Padre Ciresola estabeleceu que uma questão de honra das Cenaculinas em missão fosse a comunhão com a Igreja local. Assim, as suas atividades se concretizavam na catequese em preparação aos sacramentos, na pastoral vocacional, na dedicação e atenção às crianças das favelas, na promoção do esporte, nos cursos de promoção humana. Ele colocou também a sua atenção especial para com os pobres no nome da congregação: “Pobres Servas do Preciosíssimo Sangue – Cenáculo da Caridade”. Nas terras brasileiras, as pessoas pobres conhecem as irmãs como “irmãs da rua”. As precárias condições de saúde que marcaram a vida de Padre Ciresola, o levaram nos anos 1982-1987 a frequentes internações hospitalares. A partir de 21 de outubro de 1986 não pode mais celebrar a missa. Nos últimos anos da sua vida ele repetia às suas filhas espirituais que o visitavam e que pediam um palavra de conforto: “Amai-vos, amai-vos no Senhor e pelo Senhor!”.
Na segunda-feira santa 13 de abril de 1987, às 16,15, entregou sua linda alma nas mãos de Deus. A fama de santidade que o acompanhava se manifestou nos dias seguintes.

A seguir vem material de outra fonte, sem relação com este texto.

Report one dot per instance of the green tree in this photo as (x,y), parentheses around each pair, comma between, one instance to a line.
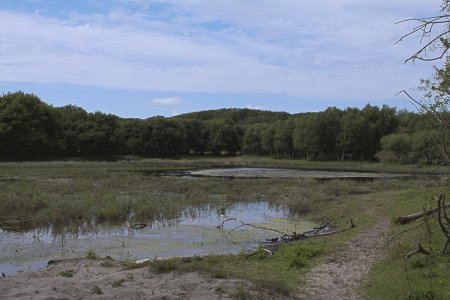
(28,126)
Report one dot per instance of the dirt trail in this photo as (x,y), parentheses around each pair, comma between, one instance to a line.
(340,276)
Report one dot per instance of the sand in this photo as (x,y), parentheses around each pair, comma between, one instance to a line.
(108,279)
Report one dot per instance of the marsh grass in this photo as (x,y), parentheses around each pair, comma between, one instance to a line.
(82,194)
(421,276)
(68,195)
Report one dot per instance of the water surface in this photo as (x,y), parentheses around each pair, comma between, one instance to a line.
(31,250)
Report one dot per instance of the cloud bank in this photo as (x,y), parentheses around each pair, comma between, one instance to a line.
(167,101)
(327,49)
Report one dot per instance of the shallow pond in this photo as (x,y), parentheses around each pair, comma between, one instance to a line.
(31,250)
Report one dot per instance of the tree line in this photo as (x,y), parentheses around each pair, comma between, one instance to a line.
(33,129)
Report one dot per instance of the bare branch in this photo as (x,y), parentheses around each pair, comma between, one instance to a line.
(418,249)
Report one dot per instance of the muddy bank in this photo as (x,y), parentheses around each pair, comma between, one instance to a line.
(286,173)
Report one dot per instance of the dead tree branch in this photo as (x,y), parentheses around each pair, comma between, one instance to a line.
(248,224)
(436,41)
(441,208)
(418,249)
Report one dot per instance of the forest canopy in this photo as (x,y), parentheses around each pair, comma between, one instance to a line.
(33,129)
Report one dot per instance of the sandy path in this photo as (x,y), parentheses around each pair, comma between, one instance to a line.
(94,279)
(341,275)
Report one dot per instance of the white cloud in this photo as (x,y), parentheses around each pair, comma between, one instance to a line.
(167,101)
(325,49)
(259,107)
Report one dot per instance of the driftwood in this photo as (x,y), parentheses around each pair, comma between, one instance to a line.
(271,245)
(418,249)
(412,217)
(442,218)
(138,226)
(442,214)
(220,226)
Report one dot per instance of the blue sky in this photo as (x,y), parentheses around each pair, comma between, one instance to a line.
(140,58)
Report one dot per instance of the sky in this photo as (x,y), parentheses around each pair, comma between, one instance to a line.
(141,58)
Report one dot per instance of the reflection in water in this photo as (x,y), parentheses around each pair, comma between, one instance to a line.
(23,251)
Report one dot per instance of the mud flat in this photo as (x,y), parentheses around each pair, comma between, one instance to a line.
(290,173)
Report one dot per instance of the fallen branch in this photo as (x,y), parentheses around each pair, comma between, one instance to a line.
(138,226)
(418,249)
(441,206)
(248,224)
(412,217)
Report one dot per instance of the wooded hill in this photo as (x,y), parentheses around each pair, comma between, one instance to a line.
(32,129)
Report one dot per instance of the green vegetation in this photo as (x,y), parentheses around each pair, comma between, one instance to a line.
(32,129)
(420,276)
(118,283)
(69,195)
(73,194)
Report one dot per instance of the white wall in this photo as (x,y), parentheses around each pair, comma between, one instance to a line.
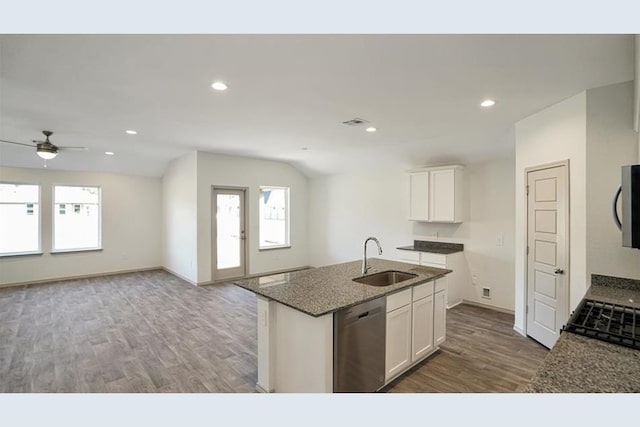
(179,217)
(346,209)
(611,143)
(131,227)
(231,171)
(554,134)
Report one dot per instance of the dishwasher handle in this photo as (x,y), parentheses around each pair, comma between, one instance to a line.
(351,317)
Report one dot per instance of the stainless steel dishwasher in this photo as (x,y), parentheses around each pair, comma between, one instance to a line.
(359,347)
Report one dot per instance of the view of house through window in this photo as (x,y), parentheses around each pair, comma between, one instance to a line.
(19,218)
(274,217)
(76,220)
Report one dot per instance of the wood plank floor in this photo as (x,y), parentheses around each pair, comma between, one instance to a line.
(152,332)
(482,354)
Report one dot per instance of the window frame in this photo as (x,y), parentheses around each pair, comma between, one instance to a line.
(39,202)
(287,217)
(53,220)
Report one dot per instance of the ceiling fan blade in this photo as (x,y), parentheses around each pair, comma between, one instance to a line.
(17,143)
(73,148)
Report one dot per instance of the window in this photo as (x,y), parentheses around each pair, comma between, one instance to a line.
(19,219)
(274,217)
(77,228)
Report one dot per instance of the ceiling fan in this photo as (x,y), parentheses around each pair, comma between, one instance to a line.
(45,149)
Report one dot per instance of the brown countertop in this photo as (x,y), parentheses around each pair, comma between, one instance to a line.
(579,364)
(323,290)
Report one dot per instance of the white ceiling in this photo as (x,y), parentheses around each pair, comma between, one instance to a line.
(287,92)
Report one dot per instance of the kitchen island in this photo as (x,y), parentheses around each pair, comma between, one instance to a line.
(296,319)
(579,364)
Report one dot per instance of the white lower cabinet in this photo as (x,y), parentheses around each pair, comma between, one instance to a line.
(422,328)
(398,345)
(415,325)
(440,316)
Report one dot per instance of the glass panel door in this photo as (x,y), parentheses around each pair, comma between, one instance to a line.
(229,234)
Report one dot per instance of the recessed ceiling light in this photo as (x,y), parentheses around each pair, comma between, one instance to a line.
(219,86)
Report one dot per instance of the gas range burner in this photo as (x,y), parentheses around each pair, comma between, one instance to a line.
(612,323)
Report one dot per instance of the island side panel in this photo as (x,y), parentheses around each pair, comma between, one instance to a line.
(304,352)
(266,311)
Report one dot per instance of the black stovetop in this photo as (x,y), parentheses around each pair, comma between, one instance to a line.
(612,323)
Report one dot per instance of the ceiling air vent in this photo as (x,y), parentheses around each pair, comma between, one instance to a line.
(355,122)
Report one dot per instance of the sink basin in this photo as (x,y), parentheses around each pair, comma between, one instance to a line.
(385,278)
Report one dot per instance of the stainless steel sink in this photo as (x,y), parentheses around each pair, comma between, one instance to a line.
(385,278)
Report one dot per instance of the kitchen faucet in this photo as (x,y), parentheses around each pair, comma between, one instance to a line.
(365,266)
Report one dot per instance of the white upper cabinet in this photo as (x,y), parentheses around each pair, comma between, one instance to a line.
(437,194)
(418,199)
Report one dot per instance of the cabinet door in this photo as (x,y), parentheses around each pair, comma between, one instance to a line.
(422,328)
(419,196)
(440,317)
(398,348)
(442,195)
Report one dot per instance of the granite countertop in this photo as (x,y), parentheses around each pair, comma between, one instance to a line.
(319,291)
(579,364)
(444,248)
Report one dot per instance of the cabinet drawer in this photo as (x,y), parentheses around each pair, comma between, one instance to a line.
(441,284)
(431,258)
(422,291)
(410,257)
(398,299)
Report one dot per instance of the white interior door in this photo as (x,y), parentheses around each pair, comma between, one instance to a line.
(547,253)
(229,233)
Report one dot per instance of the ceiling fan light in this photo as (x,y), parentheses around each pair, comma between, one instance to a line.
(46,153)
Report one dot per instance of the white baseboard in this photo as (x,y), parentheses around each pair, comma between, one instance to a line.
(520,331)
(83,276)
(453,305)
(179,276)
(490,307)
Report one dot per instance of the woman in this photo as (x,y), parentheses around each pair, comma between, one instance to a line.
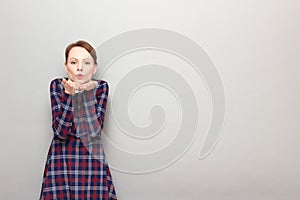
(76,166)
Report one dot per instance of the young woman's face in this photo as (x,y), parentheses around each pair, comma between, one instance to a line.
(80,65)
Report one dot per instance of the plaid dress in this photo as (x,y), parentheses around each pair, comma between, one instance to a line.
(76,167)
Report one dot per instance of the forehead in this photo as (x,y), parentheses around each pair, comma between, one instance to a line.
(79,53)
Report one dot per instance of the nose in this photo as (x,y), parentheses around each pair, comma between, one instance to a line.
(79,67)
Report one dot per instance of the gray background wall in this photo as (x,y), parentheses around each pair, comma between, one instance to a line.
(255,46)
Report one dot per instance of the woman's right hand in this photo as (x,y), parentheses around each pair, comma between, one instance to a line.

Do momento da sua morte até o dia do enterro houve um fluxo contínuo de sacerdotes, irmãs, parentes, ex-paroquianos e conhecidos que vinham venerar seu corpo e todos diziam: “Morreu um santo!”
O jovem Ciresola nos anos 1920 tinha escrito no seu Diário: “Talvez eu não compreenda plenamente, sinto dentro de mim que a verdadeira vida se vive entre o Sacrário e o Calvário”. No dia seguinte, depois de uma visita ao Santíssimo Sacramento voltou a escrever: “A santidade, o caminho da perfeição para nós deverá ser entre o Cenáculo e o Calvário”. Foram palavras que resumem fisica e espiritualmente a sua existência terrena.

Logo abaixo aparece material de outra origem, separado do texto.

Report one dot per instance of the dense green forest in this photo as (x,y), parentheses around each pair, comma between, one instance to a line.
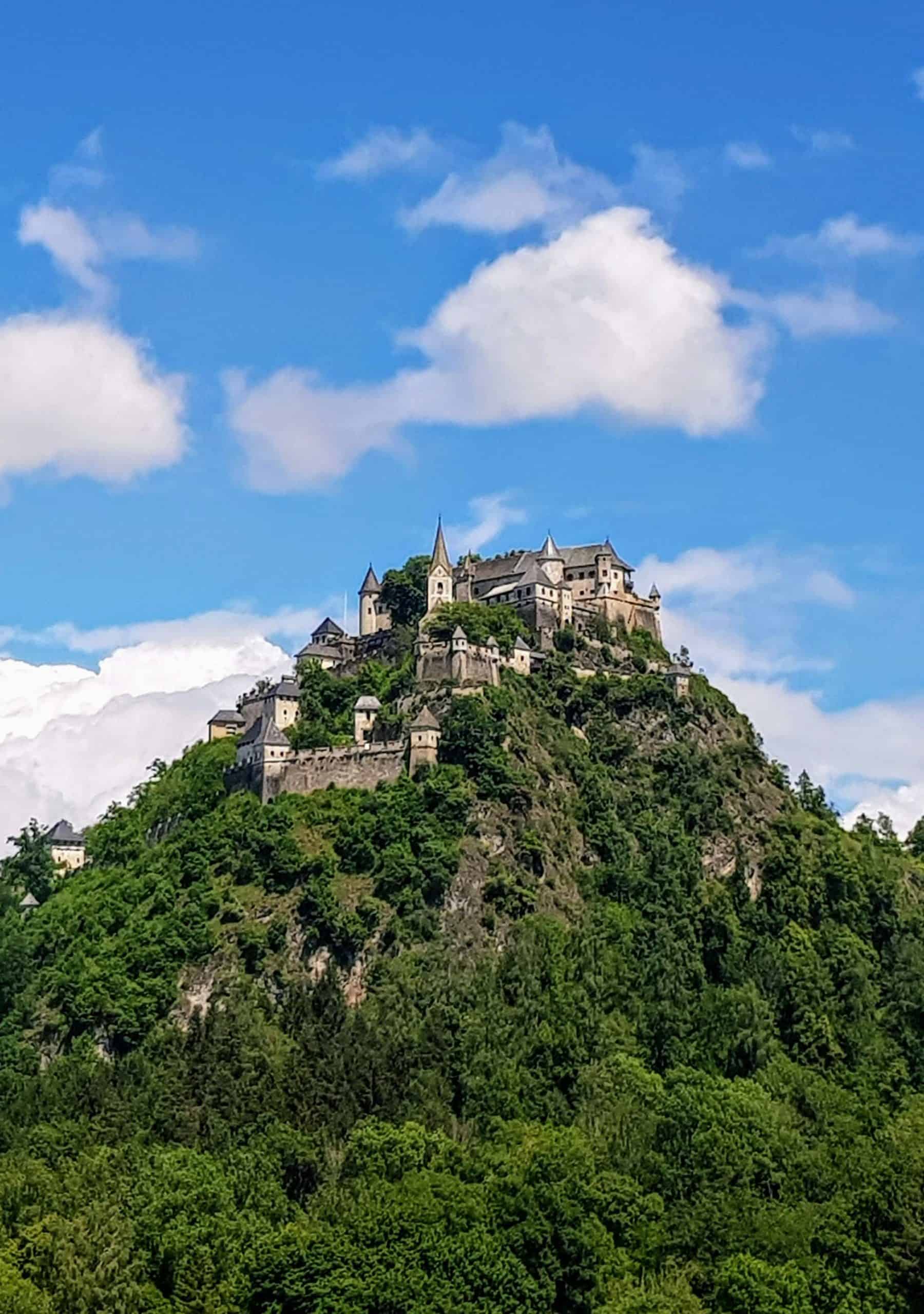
(599,1015)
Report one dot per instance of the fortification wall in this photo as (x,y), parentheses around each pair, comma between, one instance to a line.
(434,665)
(308,770)
(438,664)
(350,768)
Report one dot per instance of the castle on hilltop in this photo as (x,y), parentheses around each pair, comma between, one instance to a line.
(551,588)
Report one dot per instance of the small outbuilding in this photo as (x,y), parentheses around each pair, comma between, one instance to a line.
(67,845)
(225,722)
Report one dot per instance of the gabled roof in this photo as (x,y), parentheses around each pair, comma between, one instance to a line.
(320,651)
(62,832)
(330,627)
(266,731)
(285,688)
(370,584)
(228,717)
(441,557)
(534,573)
(425,721)
(585,555)
(367,703)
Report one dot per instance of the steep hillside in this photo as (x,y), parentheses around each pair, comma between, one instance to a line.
(594,1016)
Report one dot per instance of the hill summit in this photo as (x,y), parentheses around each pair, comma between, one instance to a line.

“Quem quer que o tenha conhecido recebeu dele um ou exemplo ou um ensinamento ou um episódio qualquer, o considerava um Santo”, testemunhou Padre Carlo Zanini. Durante a sua vida estava envolvido por uma aura de santidade, da qual zombava. Depois da sua morte a sua fama de santidade cresceu espontaneamente ao ponto de levar as autoridades religiosas a iniciarem o processo de beatificação. Os seus restos mortais descansam na capela da Casa Mãe em Quinto di Verona.

Biografias:
Cervato, D., In Sanguine Agni. Don Giovanni Ciresola parroco e fondatore, Congregazione Povere Ancelle del Preziosissimo Sangue – Cenacolo della Carità, Verona, 2003.
De Paoli, G., org., Don Giovanni Ciresola, Padre di un Cenacolo vivo, Congregazione Povere Ancelle del Preziosissimo Sangue – Cenacolo della Carità, Verona, 2002.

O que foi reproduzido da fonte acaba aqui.